Comparison of an image registration technique based on normalized mutual information with a standard method utilizing implanted markers in the staged radiosurgical treatment of large arteriovenous malformations.
Academic Article
Overview
abstract
PURPOSE: To compare a noninvasive technique based on normalized mutual information for registering image sets associated with staged radiosurgical treatments of large arteriovenous malformations (AVMs), with a gold-standard method using radiographically evident markers implanted in the skull. METHODS: Nine patients receiving multistage treatment of large AVMs at the University of California at San Francisco (UCSF) gamma knife facility were included in this study. For each patient, the transformations of shot coordinates between a reference treatment stage and subsequent treatment stages were determined at UCSF, based on radiographically defined coordinates of implanted markers in each stereotactic space. A magnetic resonance (MR) image set was acquired for each treatment stage, and used for treatment planning. The two MR image sets for each treatment pair were sent to Yale for an unbiased, independent analysis of shot transformations.
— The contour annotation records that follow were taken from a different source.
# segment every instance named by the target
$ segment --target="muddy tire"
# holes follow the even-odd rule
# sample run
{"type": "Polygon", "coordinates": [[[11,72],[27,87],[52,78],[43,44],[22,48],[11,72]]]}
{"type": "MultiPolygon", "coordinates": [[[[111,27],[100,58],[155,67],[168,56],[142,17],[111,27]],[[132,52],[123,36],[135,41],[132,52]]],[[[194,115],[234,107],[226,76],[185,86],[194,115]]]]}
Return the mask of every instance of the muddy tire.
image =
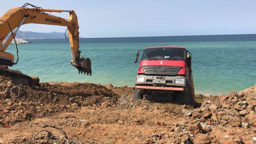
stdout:
{"type": "Polygon", "coordinates": [[[134,97],[136,100],[145,100],[148,92],[143,89],[137,89],[135,90],[134,97]]]}
{"type": "Polygon", "coordinates": [[[190,92],[188,93],[183,92],[177,92],[175,94],[176,101],[182,104],[189,104],[194,106],[195,102],[193,95],[190,92]]]}

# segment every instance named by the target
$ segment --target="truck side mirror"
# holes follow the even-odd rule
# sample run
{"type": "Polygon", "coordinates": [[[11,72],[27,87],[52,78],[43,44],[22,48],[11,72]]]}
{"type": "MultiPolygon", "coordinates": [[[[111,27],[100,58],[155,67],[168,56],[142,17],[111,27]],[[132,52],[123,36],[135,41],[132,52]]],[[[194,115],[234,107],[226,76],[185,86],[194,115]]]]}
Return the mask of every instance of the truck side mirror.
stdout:
{"type": "Polygon", "coordinates": [[[138,50],[138,52],[137,52],[137,55],[136,56],[136,59],[135,59],[135,61],[134,63],[137,63],[138,62],[138,60],[139,59],[139,57],[140,56],[140,51],[138,50]]]}
{"type": "Polygon", "coordinates": [[[192,57],[192,54],[190,52],[189,52],[188,50],[187,50],[187,52],[188,52],[190,54],[187,55],[188,58],[191,58],[192,57]]]}

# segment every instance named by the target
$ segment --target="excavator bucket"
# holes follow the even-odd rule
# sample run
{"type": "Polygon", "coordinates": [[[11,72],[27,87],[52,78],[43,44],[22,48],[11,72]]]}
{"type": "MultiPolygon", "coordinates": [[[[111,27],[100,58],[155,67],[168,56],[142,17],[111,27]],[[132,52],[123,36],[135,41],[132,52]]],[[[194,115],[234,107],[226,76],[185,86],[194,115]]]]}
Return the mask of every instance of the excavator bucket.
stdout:
{"type": "Polygon", "coordinates": [[[88,75],[92,75],[92,68],[91,67],[91,60],[89,58],[80,57],[79,60],[76,62],[76,65],[72,64],[72,60],[71,60],[71,65],[75,66],[78,70],[78,73],[84,74],[86,73],[88,75]]]}

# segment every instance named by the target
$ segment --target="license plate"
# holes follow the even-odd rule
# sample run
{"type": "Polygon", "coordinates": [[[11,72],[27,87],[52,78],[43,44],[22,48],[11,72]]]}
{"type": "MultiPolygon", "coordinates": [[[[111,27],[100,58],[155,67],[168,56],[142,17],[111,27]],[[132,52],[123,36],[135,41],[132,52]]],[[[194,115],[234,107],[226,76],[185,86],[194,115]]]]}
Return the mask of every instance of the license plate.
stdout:
{"type": "Polygon", "coordinates": [[[153,80],[153,83],[156,83],[156,84],[165,84],[166,81],[165,80],[153,80]]]}

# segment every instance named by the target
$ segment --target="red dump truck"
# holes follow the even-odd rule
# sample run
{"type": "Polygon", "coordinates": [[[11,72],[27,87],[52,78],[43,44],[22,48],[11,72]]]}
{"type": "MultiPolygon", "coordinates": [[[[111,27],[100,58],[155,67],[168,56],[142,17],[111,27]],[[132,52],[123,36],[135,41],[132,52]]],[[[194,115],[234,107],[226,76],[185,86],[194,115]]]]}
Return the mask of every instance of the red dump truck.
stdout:
{"type": "Polygon", "coordinates": [[[152,93],[168,93],[176,102],[194,106],[191,53],[180,46],[148,47],[138,51],[135,63],[141,52],[134,97],[144,99],[152,93]]]}

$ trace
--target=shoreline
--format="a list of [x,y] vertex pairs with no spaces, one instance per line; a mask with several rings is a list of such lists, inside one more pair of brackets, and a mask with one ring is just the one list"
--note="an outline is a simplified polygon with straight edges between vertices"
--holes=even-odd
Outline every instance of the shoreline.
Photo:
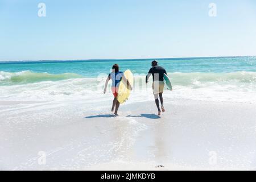
[[[69,101],[0,113],[1,168],[256,168],[255,104],[166,100],[167,111],[159,118],[154,101],[121,105],[118,117],[109,111],[111,100],[102,102],[97,109]],[[38,163],[40,151],[46,152],[46,165]],[[217,155],[214,165],[209,164],[211,151]]]

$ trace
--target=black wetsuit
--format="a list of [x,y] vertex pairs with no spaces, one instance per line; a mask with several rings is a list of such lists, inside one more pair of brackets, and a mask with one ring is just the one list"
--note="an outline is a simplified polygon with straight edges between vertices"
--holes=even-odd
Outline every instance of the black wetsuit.
[[[157,79],[158,76],[156,75],[155,75],[155,74],[158,74],[158,80],[157,81],[163,81],[164,80],[164,73],[166,73],[166,75],[167,75],[167,73],[166,73],[166,71],[164,69],[164,68],[163,68],[163,67],[161,67],[160,66],[156,65],[156,66],[154,66],[154,67],[152,67],[151,68],[150,68],[150,71],[148,71],[148,74],[152,74],[152,76],[153,76],[153,81],[155,81],[155,78]],[[147,82],[147,80],[148,80],[148,75],[147,75],[146,77],[146,82]]]

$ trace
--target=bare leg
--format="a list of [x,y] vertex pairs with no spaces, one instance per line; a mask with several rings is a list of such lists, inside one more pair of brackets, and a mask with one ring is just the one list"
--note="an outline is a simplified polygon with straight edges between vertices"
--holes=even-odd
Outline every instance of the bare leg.
[[113,100],[113,104],[112,104],[112,109],[111,109],[111,111],[113,112],[114,111],[115,109],[115,103],[117,102],[117,98],[115,97],[114,100]]
[[155,96],[155,104],[156,105],[156,107],[158,107],[158,115],[161,115],[161,110],[160,110],[160,107],[159,107],[159,101],[158,100],[158,94],[154,94]]
[[163,92],[159,93],[159,98],[160,98],[160,101],[161,102],[162,110],[163,112],[164,112],[166,110],[164,110],[164,107],[163,106]]
[[117,100],[117,101],[115,102],[115,115],[118,115],[118,114],[117,114],[117,111],[118,111],[118,108],[119,108],[119,106],[120,105],[120,103],[119,102],[119,101]]

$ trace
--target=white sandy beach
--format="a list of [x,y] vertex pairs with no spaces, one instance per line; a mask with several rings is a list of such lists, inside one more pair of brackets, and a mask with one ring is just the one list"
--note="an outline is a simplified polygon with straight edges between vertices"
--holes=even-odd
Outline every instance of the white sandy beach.
[[256,104],[168,98],[159,118],[151,96],[118,117],[110,94],[100,105],[0,101],[0,169],[256,169]]

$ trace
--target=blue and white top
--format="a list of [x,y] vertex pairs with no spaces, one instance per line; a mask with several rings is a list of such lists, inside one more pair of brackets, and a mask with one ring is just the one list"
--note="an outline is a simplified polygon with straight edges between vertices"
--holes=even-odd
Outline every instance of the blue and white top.
[[109,76],[112,80],[112,87],[118,87],[122,77],[123,76],[123,73],[122,72],[112,72],[109,73]]

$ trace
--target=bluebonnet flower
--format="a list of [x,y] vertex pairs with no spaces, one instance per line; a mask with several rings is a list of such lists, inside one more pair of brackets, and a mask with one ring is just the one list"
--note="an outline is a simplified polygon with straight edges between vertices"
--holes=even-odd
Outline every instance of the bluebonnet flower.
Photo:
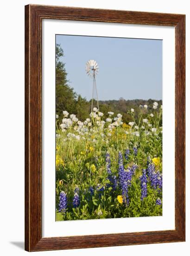
[[89,188],[89,191],[90,191],[90,195],[94,195],[95,192],[94,192],[94,189],[93,188],[92,186],[90,186]]
[[112,176],[112,182],[113,190],[115,190],[116,188],[117,187],[117,180],[116,176],[114,175]]
[[136,164],[133,164],[132,165],[132,167],[131,168],[131,172],[132,173],[132,175],[133,175],[135,174],[135,171],[137,169],[137,167],[138,166]]
[[79,206],[80,203],[79,195],[77,193],[76,193],[74,195],[73,200],[73,205],[74,208],[76,208]]
[[128,167],[127,170],[125,170],[123,166],[123,156],[120,151],[119,152],[118,163],[119,180],[122,190],[123,201],[128,205],[129,202],[128,194],[128,187],[131,186],[132,176],[137,166],[134,165],[131,168]]
[[154,164],[149,163],[147,169],[148,177],[151,182],[152,187],[155,189],[162,189],[162,174],[159,171],[156,172]]
[[147,166],[148,166],[148,165],[149,164],[149,163],[151,163],[151,157],[150,156],[150,155],[149,155],[148,156],[147,156]]
[[110,156],[108,153],[106,155],[106,169],[108,174],[111,174]]
[[159,197],[156,200],[156,204],[157,205],[161,205],[162,204],[161,200]]
[[78,188],[78,187],[76,187],[75,189],[75,190],[74,190],[74,192],[75,194],[76,193],[77,194],[79,194],[79,188]]
[[145,169],[143,169],[142,175],[139,178],[141,188],[141,200],[143,200],[143,198],[146,197],[147,196],[147,177],[146,174],[146,170]]
[[135,155],[137,155],[137,148],[135,147],[133,148],[133,153]]
[[117,186],[117,180],[115,176],[113,176],[111,170],[111,160],[110,156],[108,153],[106,153],[106,169],[108,174],[108,178],[110,182],[110,184],[108,183],[107,187],[112,187],[113,189],[115,190]]
[[67,206],[67,194],[64,191],[61,191],[59,197],[59,212],[65,213]]
[[126,149],[125,152],[125,158],[126,160],[128,160],[129,159],[129,155],[130,154],[129,149]]

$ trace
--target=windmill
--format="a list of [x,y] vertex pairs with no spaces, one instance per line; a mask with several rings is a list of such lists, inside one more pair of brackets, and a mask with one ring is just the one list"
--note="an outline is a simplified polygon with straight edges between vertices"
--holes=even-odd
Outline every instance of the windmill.
[[91,78],[93,78],[93,85],[92,88],[92,99],[91,112],[93,109],[93,100],[96,101],[98,107],[98,110],[99,111],[98,104],[98,93],[97,92],[96,82],[95,77],[98,74],[99,67],[97,62],[94,60],[90,60],[86,63],[86,71],[87,74]]

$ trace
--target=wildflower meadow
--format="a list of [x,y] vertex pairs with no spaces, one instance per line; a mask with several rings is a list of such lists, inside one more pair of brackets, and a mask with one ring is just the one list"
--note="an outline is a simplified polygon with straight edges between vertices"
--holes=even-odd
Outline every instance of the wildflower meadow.
[[56,220],[162,215],[162,106],[56,115]]

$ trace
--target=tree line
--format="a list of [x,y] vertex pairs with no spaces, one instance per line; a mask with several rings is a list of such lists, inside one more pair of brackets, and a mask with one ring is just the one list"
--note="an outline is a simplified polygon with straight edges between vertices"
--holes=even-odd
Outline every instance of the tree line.
[[[87,101],[85,98],[76,94],[73,88],[70,86],[67,78],[65,64],[60,60],[61,57],[64,56],[63,51],[60,45],[57,44],[56,47],[56,100],[58,122],[62,122],[63,117],[63,110],[67,110],[70,114],[74,114],[79,120],[84,121],[89,117],[91,100]],[[99,109],[106,117],[108,116],[108,111],[113,112],[115,114],[120,113],[123,115],[123,120],[128,123],[132,121],[131,116],[127,114],[129,110],[133,108],[136,115],[138,115],[140,105],[152,106],[155,101],[151,99],[148,100],[126,100],[123,98],[119,100],[100,101]],[[162,104],[161,100],[157,101],[159,104]]]

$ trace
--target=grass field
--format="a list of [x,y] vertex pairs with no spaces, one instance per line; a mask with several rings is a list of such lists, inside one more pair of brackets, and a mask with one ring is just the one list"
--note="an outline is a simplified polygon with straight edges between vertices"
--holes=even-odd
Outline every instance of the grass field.
[[[56,220],[162,214],[162,107],[56,123]],[[57,116],[57,117],[58,117]]]

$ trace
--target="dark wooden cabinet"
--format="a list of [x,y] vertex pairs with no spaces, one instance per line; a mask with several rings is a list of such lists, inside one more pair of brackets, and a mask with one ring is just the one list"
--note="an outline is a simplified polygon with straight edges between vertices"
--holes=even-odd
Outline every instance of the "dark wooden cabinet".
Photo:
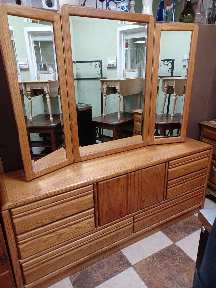
[[97,183],[99,226],[128,214],[128,177],[123,175]]
[[202,126],[200,141],[213,147],[206,193],[216,197],[216,122],[204,121],[200,124]]
[[0,225],[0,287],[3,288],[15,287],[8,256]]
[[139,171],[138,198],[139,209],[162,201],[165,166],[164,163]]

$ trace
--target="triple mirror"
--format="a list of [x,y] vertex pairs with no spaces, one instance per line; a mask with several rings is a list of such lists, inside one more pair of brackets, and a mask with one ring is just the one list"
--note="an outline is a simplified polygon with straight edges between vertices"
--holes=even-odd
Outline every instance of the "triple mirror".
[[[66,74],[68,85],[73,80],[78,156],[122,147],[124,143],[139,142],[143,146],[145,84],[150,80],[152,67],[150,53],[148,66],[147,58],[149,36],[151,38],[153,32],[149,16],[140,15],[137,19],[134,14],[132,21],[132,14],[124,13],[125,19],[120,21],[119,12],[105,11],[105,18],[101,19],[96,18],[95,10],[88,8],[83,9],[82,14],[86,15],[81,17],[77,16],[79,8],[69,7],[73,14],[67,15],[71,43],[67,42],[69,38],[64,21],[62,32],[65,45],[71,47],[73,75],[69,69]],[[62,10],[64,19],[67,16]],[[67,62],[71,52],[66,54],[66,71],[71,65]],[[150,93],[147,95],[149,98]],[[140,138],[133,140],[137,135]],[[122,139],[125,142],[118,141]]]

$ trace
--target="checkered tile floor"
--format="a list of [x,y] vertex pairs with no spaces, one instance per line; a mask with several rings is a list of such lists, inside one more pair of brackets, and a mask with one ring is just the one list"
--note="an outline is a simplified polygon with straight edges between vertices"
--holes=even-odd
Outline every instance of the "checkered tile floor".
[[[204,208],[216,208],[206,198]],[[201,223],[197,214],[157,232],[49,288],[190,288]]]

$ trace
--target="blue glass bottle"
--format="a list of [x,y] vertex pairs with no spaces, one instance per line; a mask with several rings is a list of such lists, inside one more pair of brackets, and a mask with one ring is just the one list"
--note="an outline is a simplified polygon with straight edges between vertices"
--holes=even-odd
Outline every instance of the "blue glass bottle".
[[173,11],[172,12],[171,19],[170,20],[170,22],[175,22],[175,4],[176,0],[173,0]]
[[156,21],[164,21],[164,1],[160,0],[160,2],[158,8],[158,13],[156,17]]

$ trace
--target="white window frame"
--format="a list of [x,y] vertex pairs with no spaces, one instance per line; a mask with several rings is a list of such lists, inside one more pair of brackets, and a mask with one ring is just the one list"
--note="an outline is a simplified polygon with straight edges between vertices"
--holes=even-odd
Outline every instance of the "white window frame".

An image registration technique based on normalized mutual information was used to produce a single fused image study for each treatment pair. External copper sulfate fiducial markers for both image sets were evident on the fused images, allowing coordinates in both stereotactic systems to be defined. Coordinate transformation between the two systems was determined, based on digitized coordinates of seven common fiducial marker images. RESULTS: The average measured overall root-mean-square discrepancy between the Yale and UCSF transformed shot coordinates is 1.1 +/- 0.3 mm. The corresponding error in Yale transformed coordinates is 1.0 +/- 0.3 mm, assuming an inherent 0.5 mm error in the UCSF method. CONCLUSIONS: The normalized mutual information method can be used to obtain good image registration between successive sessions in staged treatments. Further improvements in the reported methodology are outlined. Because the mutual information method is less invasive than the implanted marker method, it may be preferable in many cases.